Trumpian damage is coming for all of us. Take me: a white, male U.S. citizen from a well-to-do conservative family. My phone exploded all last week with messages from friends and acquaintances about loved ones detained and facing deportation. Trump can’t conceive of how connected his constituents are to one another, that when you detain one person, you upend a family and a community, and when you arrest thousands from schools, stores, and immigration courts, fear and exasperation reverberate as far and wide as a nuclear blast radius.

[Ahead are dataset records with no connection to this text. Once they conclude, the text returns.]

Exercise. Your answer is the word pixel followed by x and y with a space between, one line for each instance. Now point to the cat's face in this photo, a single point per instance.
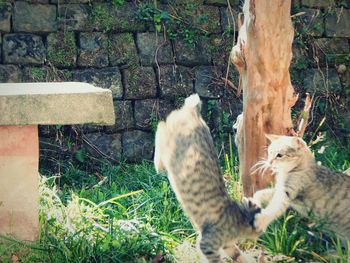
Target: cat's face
pixel 286 153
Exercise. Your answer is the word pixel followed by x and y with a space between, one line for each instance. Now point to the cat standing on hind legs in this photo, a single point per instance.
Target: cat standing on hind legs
pixel 185 149
pixel 303 185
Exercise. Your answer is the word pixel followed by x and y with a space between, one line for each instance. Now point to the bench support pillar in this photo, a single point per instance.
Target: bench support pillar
pixel 19 181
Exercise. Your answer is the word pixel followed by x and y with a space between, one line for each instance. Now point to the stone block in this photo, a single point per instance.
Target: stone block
pixel 19 161
pixel 55 103
pixel 191 55
pixel 207 18
pixel 61 49
pixel 311 22
pixel 175 81
pixel 124 116
pixel 343 3
pixel 23 49
pixel 34 17
pixel 300 59
pixel 318 3
pixel 321 82
pixel 104 146
pixel 74 17
pixel 338 23
pixel 70 1
pixel 205 83
pixel 234 3
pixel 140 83
pixel 122 50
pixel 5 17
pixel 45 74
pixel 137 145
pixel 148 112
pixel 107 78
pixel 93 50
pixel 107 17
pixel 220 47
pixel 38 1
pixel 9 73
pixel 227 23
pixel 331 50
pixel 148 43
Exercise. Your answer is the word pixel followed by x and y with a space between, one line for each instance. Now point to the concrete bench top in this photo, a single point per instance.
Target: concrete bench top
pixel 55 103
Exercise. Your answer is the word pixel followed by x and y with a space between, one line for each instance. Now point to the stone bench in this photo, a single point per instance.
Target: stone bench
pixel 23 106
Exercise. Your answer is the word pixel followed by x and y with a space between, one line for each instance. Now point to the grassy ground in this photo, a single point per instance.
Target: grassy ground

Our media-obsessed populace can feel how the threat of Trump has transformed from an abstraction to a vice-grip on our way of life. Only one-tenth of the way through his second term, anti-Trump protests have surged in Alabama, Florida, Idaho, Mississippi, Texas, and West Virginia.
The movement, from an academic perspective, has been exquisite. It’s held to the necessary tenets for compelling large-scale political change: widespread cooperation, targeted goals, grassroots mobilization, diverse strategies, and the ability to evolve and adapt. The next demonstrations - themed “Good Trouble Lives On,” on July 17, the fifth anniversary of John Lewis’ death - allow an entire month for Trump’s newest indignities to inflame thousands of new tempers.
I have no doubt Jamelle Bouie will be a stalwart ally in this wild chapter of American politics. But for now, it is not Trump’s weakness that will fuel his ouster from power, but the devastating, unprecedented harm his power enables him to inflict.
Thank you. This piece is well-written and reasoned and made me feel a little hopeful. I do wonder what you mean when you say that conservatives aren’t moved by messages that are “hysterically anti-Trump.” Do you mean, passionately or vehemently anti-Trump? If not, how do these “hysterical” messages differ from yours when you reference, for instance, the “devastating, unprecedented harm [Trump’s] power enables him to inflict.”